Kedua, kinerja pajak Indonesia bersifat prosiklikal yang mengikuti siklus bisnis. Jika kondisi ekonomi lebih baik pada tahun lalu, maka penerimaan pajak juga ikut naik.
"Masalahnya, pertumbuhan ekonomi di era Jokowi selalu dalam kisaran 5% sedangkan di era SBY bisa lebih dari 6%. Dampak dari deregulasi juga masih nendang terhadap pertumbuhan ekonomi," kata Fajry kepada Katadata.co.id, Selasa (11/6).
Ketiga, masih terkait pertumbuhan ekonomi. Ada kenaikan semu penerimaan pajak akibat peningkatan inflasi secara masif di era SBY. Saat itu, dampak pencabutan subsidi BBM terhadap kenaikan harga barang dan jasa, membuat inflasi naik menjadi lebih dari 10%.
Keempat, pada pemerintahan SBY, harga komoditas sedang naik atau disebut dengan commodity super-cycle. kenaikan harga komoditas tersebut berdampak pada penerimaan pajak yang juga terjadi di era Jokowi pada 2022.
Kelima, pada masa pemerintahan Jokowi, digitalisasi ekonomi meningkat signifikan. Muncul beberapa jenis pekerjaan baru dan usaha baru yang bergantung pada ekonomi digital.
"Dampaknya pada peningkatan pekerjaan ataupun usaha informal. Di sisi lain, regulasi perpajakan yang ada menjadi tidak sesuai lagi dengan kondisi yang ada," kata dia.
Secara teknis, kondisi ini menyulitkan Dirjen Pajak untuk memungut pajak. Sampai akhirnya, pemerintah mengeluarkan Undang-undang Harmonisasi Peraturan Pajak untuk mengatasi masalah tersebut, walau baru beberapa ketentuan yang diimplementasikan.

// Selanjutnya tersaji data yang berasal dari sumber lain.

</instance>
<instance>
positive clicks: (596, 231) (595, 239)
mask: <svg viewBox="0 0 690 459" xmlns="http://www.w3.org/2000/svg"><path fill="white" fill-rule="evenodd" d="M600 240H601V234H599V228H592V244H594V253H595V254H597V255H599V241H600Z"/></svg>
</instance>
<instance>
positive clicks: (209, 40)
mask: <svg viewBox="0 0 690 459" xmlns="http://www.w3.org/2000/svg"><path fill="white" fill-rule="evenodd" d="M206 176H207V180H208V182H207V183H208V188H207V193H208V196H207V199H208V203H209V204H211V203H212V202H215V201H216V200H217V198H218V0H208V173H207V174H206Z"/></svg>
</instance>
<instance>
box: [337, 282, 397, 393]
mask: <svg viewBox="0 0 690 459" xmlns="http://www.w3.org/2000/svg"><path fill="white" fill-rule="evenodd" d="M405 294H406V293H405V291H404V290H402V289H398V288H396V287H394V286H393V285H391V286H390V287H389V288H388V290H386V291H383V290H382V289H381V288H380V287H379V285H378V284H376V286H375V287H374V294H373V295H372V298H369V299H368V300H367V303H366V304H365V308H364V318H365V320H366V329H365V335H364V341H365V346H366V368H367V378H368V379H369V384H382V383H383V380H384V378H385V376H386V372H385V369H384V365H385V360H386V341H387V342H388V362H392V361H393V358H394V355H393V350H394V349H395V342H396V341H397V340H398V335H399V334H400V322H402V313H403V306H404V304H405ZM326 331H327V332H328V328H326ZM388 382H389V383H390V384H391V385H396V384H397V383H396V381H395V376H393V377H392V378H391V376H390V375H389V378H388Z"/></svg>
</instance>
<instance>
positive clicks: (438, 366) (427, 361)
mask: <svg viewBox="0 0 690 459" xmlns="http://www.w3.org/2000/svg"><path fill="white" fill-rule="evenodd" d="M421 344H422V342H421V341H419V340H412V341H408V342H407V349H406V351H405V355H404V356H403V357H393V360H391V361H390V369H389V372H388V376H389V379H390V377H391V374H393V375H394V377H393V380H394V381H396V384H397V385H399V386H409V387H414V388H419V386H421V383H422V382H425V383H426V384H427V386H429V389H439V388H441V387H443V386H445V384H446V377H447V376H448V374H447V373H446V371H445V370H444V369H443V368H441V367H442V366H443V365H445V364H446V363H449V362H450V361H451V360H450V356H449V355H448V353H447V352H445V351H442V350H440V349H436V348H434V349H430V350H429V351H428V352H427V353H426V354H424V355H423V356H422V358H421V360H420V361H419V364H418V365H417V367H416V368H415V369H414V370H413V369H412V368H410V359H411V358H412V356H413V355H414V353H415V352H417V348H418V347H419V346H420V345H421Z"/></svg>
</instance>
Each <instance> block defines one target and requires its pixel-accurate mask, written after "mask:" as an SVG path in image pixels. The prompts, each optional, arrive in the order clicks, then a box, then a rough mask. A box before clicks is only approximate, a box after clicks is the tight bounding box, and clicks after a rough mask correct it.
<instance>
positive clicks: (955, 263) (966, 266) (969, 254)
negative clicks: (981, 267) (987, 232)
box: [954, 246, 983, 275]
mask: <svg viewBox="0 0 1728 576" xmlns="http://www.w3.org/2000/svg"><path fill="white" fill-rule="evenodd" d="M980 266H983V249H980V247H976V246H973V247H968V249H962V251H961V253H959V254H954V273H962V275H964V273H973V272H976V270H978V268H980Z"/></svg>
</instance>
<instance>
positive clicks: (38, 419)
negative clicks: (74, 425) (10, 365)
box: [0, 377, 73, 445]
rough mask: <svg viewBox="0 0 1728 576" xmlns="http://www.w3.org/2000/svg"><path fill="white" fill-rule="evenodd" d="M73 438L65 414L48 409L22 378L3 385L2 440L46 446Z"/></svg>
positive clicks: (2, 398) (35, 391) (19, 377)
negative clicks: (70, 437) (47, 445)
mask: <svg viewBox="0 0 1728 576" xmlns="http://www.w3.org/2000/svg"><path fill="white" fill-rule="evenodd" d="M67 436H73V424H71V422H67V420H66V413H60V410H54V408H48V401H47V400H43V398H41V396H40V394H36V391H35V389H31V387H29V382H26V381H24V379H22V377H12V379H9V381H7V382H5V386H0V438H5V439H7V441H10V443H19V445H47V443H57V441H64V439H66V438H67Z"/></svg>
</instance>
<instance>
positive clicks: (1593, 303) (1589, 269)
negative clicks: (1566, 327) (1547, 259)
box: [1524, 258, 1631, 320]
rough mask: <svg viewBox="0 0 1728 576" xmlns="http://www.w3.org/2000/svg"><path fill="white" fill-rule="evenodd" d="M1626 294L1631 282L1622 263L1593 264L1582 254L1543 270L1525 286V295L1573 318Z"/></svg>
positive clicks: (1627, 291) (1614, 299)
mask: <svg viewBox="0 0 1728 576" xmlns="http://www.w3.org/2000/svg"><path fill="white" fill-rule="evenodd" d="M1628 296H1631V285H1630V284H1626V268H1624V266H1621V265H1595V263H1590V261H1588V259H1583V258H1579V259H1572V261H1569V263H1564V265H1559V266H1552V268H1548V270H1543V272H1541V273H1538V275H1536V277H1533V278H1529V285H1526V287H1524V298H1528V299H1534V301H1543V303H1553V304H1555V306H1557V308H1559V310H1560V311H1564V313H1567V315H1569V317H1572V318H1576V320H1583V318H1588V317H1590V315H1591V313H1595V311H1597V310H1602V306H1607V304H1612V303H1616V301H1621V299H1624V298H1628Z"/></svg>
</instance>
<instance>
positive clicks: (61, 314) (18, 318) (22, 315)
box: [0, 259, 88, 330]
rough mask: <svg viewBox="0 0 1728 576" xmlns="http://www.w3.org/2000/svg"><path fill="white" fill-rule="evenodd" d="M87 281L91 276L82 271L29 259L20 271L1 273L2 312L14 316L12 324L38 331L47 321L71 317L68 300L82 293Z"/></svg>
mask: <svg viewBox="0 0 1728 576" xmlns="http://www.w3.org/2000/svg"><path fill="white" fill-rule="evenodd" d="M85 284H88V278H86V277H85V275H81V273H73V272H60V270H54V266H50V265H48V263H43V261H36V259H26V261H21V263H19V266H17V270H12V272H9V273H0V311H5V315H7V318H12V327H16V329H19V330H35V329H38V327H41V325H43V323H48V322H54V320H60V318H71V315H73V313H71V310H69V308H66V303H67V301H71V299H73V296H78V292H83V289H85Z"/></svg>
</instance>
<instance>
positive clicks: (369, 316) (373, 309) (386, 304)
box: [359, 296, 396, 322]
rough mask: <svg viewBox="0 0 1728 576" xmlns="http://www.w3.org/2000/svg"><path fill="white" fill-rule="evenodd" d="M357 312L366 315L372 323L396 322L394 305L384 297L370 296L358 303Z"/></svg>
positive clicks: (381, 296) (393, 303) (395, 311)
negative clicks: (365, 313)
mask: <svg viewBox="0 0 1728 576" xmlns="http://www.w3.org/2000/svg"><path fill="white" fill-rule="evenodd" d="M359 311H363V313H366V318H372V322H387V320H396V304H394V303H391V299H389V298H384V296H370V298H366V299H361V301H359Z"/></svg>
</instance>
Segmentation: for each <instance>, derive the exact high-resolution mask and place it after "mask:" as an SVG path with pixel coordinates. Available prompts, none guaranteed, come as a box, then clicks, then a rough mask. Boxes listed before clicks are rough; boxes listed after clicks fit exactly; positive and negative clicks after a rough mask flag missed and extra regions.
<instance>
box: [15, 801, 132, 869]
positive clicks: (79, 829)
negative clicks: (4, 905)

Tantangan Penerimaan Negara
Sebelumnya, Ekonom Makroekonomi dan Pasar Keuangan LPEM FEB UI Teuku Riefky menjelaskan alasan kenapa rasio pajak era Jokowi begitu rendah. Pertama, karena Jokowi menghadapi tantangan besar untuk mengerek penerimaan negara.
Meskipun penerimana negara cenderung stagnan selama periode pertama pemerintahan Jokowi, pendapatan pajak Indonesia secara bertahap meningkat pada periode kedua, setelah sempat menurun secara masif pada masa pandemi Covid-19.
Menurut Riefky, hal ini sudah menjadi masalah yang berkepanjangan bahwa rasio pajak Indonesia tetap rendah, sehingga kondisi ini membatasi pengeluaran fiskal untuk tujuan pembangunan.
"Walaupun pendapatan negara rendah, disiplin fiskal tetap dipertahankan sepanjang dua periode pemerintahan Jokowi," kata Riefky dalam publikasi LPEM FEB UI terkait Analisis Makroekonomi Indonesia yang rilis Februari 2024.